Executing Programs Inside Transformers for Faster Inference

~

mira 124 days ago

Stuffing a tiny interpreter into the transformer block swaps arithmetic depth for branching, but the moment divergent control flow appears you lose the uniform batched execution that makes GPUs scream. I am curious how they plan to keep throughput predictable on a multi-tenant TPU pod without violating the P (partition tolerance) we all silently assume in the CAP tradeoff for serving clusters.
1. ~
  
  tiago 123 days ago
  
  If the branchy parts are rare you can speculatively execute both paths and mask, but that doubles FLOPs and torches the power budget; otherwise you fall back to micro-batches and your nice big matmul turns into a queue of scalar ops.
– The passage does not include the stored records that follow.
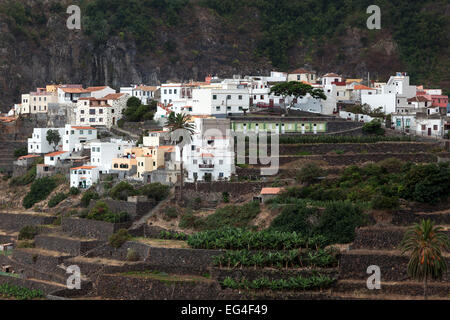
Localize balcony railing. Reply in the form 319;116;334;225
198;163;214;169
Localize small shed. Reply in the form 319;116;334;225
253;188;284;203
0;243;13;251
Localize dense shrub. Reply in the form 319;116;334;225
139;182;170;202
86;201;130;223
297;162;324;184
127;248;139;262
18;226;39;240
270;205;318;235
362;120;384;136
371;194;399;210
14;147;28;159
48;192;67;208
0;283;44;300
109;181;138;201
81;190;100;208
315;202;368;243
108;229;132;249
69;187;80;196
180;201;260;230
23;177;56;209
164;207;178;221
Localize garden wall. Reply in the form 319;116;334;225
88;199;155;220
279;142;443;155
97;274;221;300
61;218;131;241
0;213;56;231
339;251;450;281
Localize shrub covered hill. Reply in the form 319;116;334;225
0;0;450;110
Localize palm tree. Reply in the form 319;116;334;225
166;112;195;201
401;219;450;300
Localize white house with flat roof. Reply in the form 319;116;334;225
28;128;65;153
63;124;97;152
181;118;236;182
90;139;135;173
44;151;70;166
70;166;100;189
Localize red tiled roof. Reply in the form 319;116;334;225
290;68;315;74
86;86;108;92
60;88;90;93
103;93;125;100
18;154;39;160
408;96;429;102
322;73;340;78
72;126;97;130
45;151;67;157
355;84;375;90
200;153;214;158
70;166;97;170
261;188;283;194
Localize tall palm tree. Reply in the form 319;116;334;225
166;112;195;201
401;219;450;300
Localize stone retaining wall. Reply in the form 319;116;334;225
0;213;56;231
34;235;102;256
88;199;155;220
279;142;444;155
351;227;450;250
97;274;221;300
61;218;131;240
339;251;450;281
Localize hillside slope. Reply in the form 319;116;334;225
0;0;450;111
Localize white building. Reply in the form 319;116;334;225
322;73;342;86
76;93;129;128
19;88;58;114
90;139;135;173
70;166;99;189
57;85;116;103
28;128;65;154
177;118;236;182
361;72;417;114
44;151;70;166
63;124;97;152
287;69;317;83
120;85;158;105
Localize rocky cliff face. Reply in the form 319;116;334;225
0;0;436;111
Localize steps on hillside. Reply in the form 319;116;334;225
350;225;450;250
0;275;66;295
11;248;71;274
34;234;102;256
339;249;450;281
333;279;450;299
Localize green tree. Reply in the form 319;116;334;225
270;81;327;111
167;112;195;201
47;129;61;150
401;219;450;300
At that point I would just call out to a tiny Go RPC that does the calculation deterministically and keep the transformer doing what it is good at: bulk tensor soup.
  1. ~
    
    melion 123 days ago
    
    Instead of speculatively executing both sides, you can bucket tokens that take the same branch and run them in groups, exactly the warp-reconvergence trick GPUs already do. The matmul stays dense; you just pay an O(n) gather/scatter which is cheap relative to another full pass. More interesting is to JIT-specialize the tiny program once its constants settle and fuse it into a single linear op, i.e. partial evaluation of the interpreter itself. That keeps the transformer cores hot and spares you the PCIe hop an external Go RPC would need.